Uchida is one of just two crew members to have traveled with Hokule’a and Hikianalia for the entire voyage so far, since they departed Hawaii four months ago.
And after all these months on the sea, Uchida still appears to be a sane, generally well-adjusted human being.
Not only that, she’s enthusiastic and currently one of the Malama Honua voyage’s most valuable crew members because at this point she knows Hikianalia like the back of her hand. Uchida, 25, is living the dream she’s been chasing for several years now.
And in October, the Kanagawa, Japan native is poised to embark on a fourth consecutive leg, bound for New Zealand. If that happens she’ll be the only such crew member to accomplish that.

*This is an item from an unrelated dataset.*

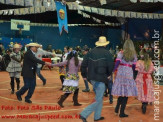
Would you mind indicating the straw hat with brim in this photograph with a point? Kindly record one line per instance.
(17, 46)
(32, 45)
(102, 41)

Uchida said that if she had the chance she’d gladly stay on the canoe all three years. “It has been my dream for a while … going around the world in a canoe. I really believe in this voyage. I’m really grateful.”
Uchida’s path to this point started back in 2007 when, as a senior in high school she first encountered Hokule’a during its voyage to Japan. She knew that she wanted to do something ocean-related with her life but wasn’t sure what. Her father, an ocean journalist who knew Polynesian Voyaging Society President Nainoa Thompson, brought her to see the canoe.
She helped crews work on the canoe while it was docked. Then she went on a day sail. She was hooked. Uchida decided she would move to Hawaii — an entirely unfamiliar place to her — to learn all she could about Hokule’a and the voyaging canoe culture. It was a risky move but she knew she’d regret it if she didn’t try.
“This voyage has been my dream since then,” Uchida said. The Kapiolani Community College graduate had studied English prior to her arrival but only became fluent once she moved to Hawaii, she said.
For about eight months prior to the international voyage’s departure, under a volunteer-based visa, Uchida provided daily work on the canoes at the Marine Education and Training Center on Sand Island.
Per the requirements of her visa, Uchida said, she can’t return to the United States for another four months or so. She doesn’t know what would come after New Zealand, but she says if she returns to Japan it would offer a chance to tell people there about the canoes and the worldwide voyage.
“Not many people know about them but they should,” she says. Uchida appreciates most the little life lessons that reveal themselves while sailing on Hikianalia. “When you’re on the canoe you’re so little” amid the vast ocean expanse, she explains. “Just you, canoe and crew and you have to live with that. You have to take care.”
It can be a difficult lesson to learn on land.